Au-delà du séduisant symbolisme, c’est sans doute une des premières fois qu’un spectacle a été assuré de bout en bout au féminin. C’est tout à l’honneur des organisateurs du spectacle, mais aussi et surtout de ces dames qui ne ménagent aucun effort pour se hisser au sommet de leur art. Incontestablement, les 8 artistes (Amity Méria, Sonia Carré d’as, Sami Rama, Idak Bassavé, Djata, Remeka, Sissao et Adji) ont marqué, ces deux dernières années, la galaxie du showbiz burkinabè de leurs créations et prestations. Le choix porté sur elles ne semble pas avoir été guidé par le hasard ou la complaisance. Ce sont les stars du moment, et elles méritaient bien qu’on leur fasse confiance.

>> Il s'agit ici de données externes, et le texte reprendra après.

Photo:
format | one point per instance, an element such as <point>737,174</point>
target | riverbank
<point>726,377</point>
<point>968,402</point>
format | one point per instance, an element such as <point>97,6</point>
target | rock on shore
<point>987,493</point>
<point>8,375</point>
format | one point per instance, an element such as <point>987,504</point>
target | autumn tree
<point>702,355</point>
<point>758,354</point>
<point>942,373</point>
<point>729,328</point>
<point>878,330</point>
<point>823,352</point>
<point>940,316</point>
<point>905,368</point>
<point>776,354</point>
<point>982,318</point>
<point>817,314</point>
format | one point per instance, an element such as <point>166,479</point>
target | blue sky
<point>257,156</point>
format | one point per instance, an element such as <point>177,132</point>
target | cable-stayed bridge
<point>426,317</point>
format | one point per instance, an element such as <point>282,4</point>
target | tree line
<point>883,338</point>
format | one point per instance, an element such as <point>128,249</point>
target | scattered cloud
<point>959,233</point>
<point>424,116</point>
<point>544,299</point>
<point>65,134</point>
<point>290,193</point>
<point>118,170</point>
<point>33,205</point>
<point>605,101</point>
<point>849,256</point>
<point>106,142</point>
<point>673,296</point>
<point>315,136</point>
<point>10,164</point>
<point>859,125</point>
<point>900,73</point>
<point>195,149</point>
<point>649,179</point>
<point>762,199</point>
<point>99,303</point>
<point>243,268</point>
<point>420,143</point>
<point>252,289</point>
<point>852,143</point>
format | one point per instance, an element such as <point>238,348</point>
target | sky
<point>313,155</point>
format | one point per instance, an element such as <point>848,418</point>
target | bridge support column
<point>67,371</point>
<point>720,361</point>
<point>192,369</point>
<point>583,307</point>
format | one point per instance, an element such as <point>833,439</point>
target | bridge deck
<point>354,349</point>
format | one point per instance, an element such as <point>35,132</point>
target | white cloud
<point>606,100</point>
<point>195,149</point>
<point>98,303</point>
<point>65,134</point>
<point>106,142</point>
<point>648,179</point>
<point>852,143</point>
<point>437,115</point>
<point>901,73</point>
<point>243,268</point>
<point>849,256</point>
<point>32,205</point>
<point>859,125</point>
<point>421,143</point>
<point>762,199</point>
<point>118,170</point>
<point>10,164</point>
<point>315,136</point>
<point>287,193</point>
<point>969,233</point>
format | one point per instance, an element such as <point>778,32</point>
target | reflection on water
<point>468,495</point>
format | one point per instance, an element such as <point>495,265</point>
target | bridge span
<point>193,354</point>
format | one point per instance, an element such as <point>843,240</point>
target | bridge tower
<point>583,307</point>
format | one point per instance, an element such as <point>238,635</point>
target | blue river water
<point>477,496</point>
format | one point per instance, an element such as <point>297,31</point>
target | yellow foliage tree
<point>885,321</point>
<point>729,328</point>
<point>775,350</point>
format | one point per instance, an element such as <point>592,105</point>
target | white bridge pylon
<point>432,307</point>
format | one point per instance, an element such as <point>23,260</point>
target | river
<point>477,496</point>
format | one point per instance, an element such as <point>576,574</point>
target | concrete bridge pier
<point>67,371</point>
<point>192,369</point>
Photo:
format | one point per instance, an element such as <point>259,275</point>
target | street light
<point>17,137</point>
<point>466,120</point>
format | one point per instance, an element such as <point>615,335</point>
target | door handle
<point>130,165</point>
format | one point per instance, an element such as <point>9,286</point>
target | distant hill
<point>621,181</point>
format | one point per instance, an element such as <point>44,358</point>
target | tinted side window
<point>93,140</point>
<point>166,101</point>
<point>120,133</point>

La réalisation d’un Compil des dames en 2005 par Seydoni Productions avait déjà montré que la musique burkinabè peut désormais se jouer en femmes majeures. Certes, l’opus a voulu faire de la place à tout le monde, les talentueuses comme les débutantes. Mais des révélations comme Remeka, Adji, Sissao - pour ne citer que les novices - prouvent que l’écurie des Frères Traoré a vu juste. La musique burkinabè doit désormais compter avec les dames.
Dans ce registre, il est juste et bon de saluer l’audace du trio des «Premières dames» qui a su, à sa manière, jouer la partition de la femme dans la fièvre du Tak’borsé qui s’est emparée du Burkina. Certes, Kadi Jolie, Aïcha Junior et Maguy Leslie ont encore des notes à affiner.